What is the sales returns and allowances journal?
When sales are returned by customers or an allowance is granted to them on account of short delivery, breakage or low quality, etc., the entry is made in sales returns and allowances journal. Return of merchandise sold for cash is entered in cash payment journal or cash book.
A return results when a buyer returns part, or all, of purchase to the seller. An allowance results when a buyer decides to keep damaged or defective goods, but at a reduction from the original price.
On the books of the seller, A return or allowance is recorded as a reduction in sales revenue. Since the sales account normally has a credit balance, returns and allowances could be recorded on the debit side (the reduction side) of the Sales account. To provide a better record, however, returns and allowances are often recorded in a separate account entitled Sales Returns and Allowances.
How to record Sales returns and Allowances
When merchandise are returned by customer or allowance is granted to them a credit memorandum (also known as credit memo) is prepared. It is prepared in duplicate, the original memo is sent to the customer and the duplicate copy is retained. A credit memo serves as a voucher for entries in the sales returns and allowances journal. Like debit memos, all credit memos are serially numbered. This can be illustrated as follows:
Goods sold on credit are often returned to the seller with the understanding that the customer’s account will be credited (reduced) by the amount of the return. The seller usually issues the customer a credit memorandum that shows the amount of credit granted and the reason for the return. On the books of the seller, the customer’s accounts receivable account has a debit balance. Thus, the term credit memorandum indicates that the seller has decreased the customer’s account and does not expect payment.
To illustrate, Lakeside Electronics issued the credit memorandum shown in the below figure to Champ’s TV Sales for the return of a 19-inch color TV that proved to be defective.
Lakeside used the credit memorandum in the above figure as a source document for the following general journal entry.
The credit part of this entry involves both a controlling account (Accounts Receivable) in the general ledger and a customer’s account (Champ’s TV Sales) in the accounts receivable subsidiary ledger. As we have learned, debits or credits to a controlling account require a dual posting to the controlling account in the general ledger and to the customer’s account in the accounts receivable ledger. To indicate that dual posting is necessary, a diagonal line is drawn in the P.R. column of the journal at the time the journal entry is made.
When the above entry was posted to the accounts receivable ledger, a small check mark was made to the right of the diagonal line, When posting was made to the Accounts Receivable controlling account, the account number of Accounts Receivable (112) was written to the left of the diagonal line.
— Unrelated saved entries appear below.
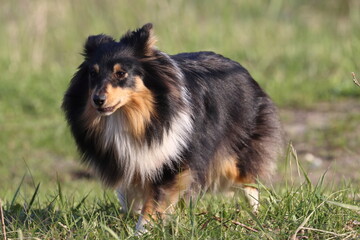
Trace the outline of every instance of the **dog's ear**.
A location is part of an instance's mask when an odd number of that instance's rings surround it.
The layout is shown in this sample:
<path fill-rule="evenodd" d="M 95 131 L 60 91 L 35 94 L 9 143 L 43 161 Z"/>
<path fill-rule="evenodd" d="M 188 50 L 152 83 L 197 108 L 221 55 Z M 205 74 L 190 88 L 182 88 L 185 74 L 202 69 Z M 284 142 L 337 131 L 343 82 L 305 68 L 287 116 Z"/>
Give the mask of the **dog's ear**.
<path fill-rule="evenodd" d="M 115 40 L 105 34 L 89 36 L 84 47 L 84 55 L 89 57 L 103 43 L 114 42 Z"/>
<path fill-rule="evenodd" d="M 155 49 L 156 37 L 153 32 L 152 23 L 147 23 L 135 31 L 127 32 L 120 43 L 133 48 L 137 56 L 151 56 Z"/>

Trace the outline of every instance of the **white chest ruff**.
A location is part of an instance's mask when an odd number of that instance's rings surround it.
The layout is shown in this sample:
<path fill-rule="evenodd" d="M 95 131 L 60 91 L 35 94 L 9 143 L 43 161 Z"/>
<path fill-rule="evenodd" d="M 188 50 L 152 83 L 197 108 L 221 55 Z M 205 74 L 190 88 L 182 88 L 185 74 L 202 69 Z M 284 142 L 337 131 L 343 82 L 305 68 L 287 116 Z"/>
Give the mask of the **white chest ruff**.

If a cash refund is made because of a sales return or allowance, the Sale Returns and Allowances account is debited and the Cash account is credited. Cash refunds are recorded in the cash payment journal.
Format of sales returns and allowances journal
Format of sales returns and allowances journal is shown below:
(1). Date column is used to record the date on which customers return merchandise sold to them.
(2). Account credited column is used to record the account title of the customer whose account is credited for the return of merchandise.
(3). Credit memo No. Column is used to record the credit memorandum number related to the merchandise returned.
(4). Posting reference column is used to record the account number at the time of posting entries from sales returns and allowances journal to ledger accounts.
(5). Amount column is used to record the amount of merchandise returned by customer.
Posting entries from sales returns and allowances journal to ledger accounts
Entries from sales returns and allowances journal are posted to relevant accounts in the accounts payable subsidiary ledger and general ledger. The procedure is described below:
- The individual entries in the sales returns and allowances journal are posted as credits to their respective accounts in the accounts receivable subsidiary ledger.
- The total of sales returns and allowances journal is posted as debit to the sales returns and allowances account and as credit to the accounts receivable account in the general ledger.
Record the following transactions in the sales journal and sales returns and allowances journal and post to ledger accounts.
Apr. 01: Sold merchandise on account to Al-Habib Co. $875, invoice No. 744.
Apr. 05: Sold merchandise to on account to Green Brothers $1,780, invoice no. 745.
Apr. 08: Merchandise returned by Al-Habib Co. $50, credit memo no. 42 is issued.
Apr. 14: Sold merchandise on account to Star Brothers $1,285, invoice no. 746.
Apr. 19: Merchandise returned by Green brothers $100, credit memo no. 43 is issued.
Apr. 25: Issued credit memo no. 44 of $120 to Star Brothers for defective merchandise returned by them.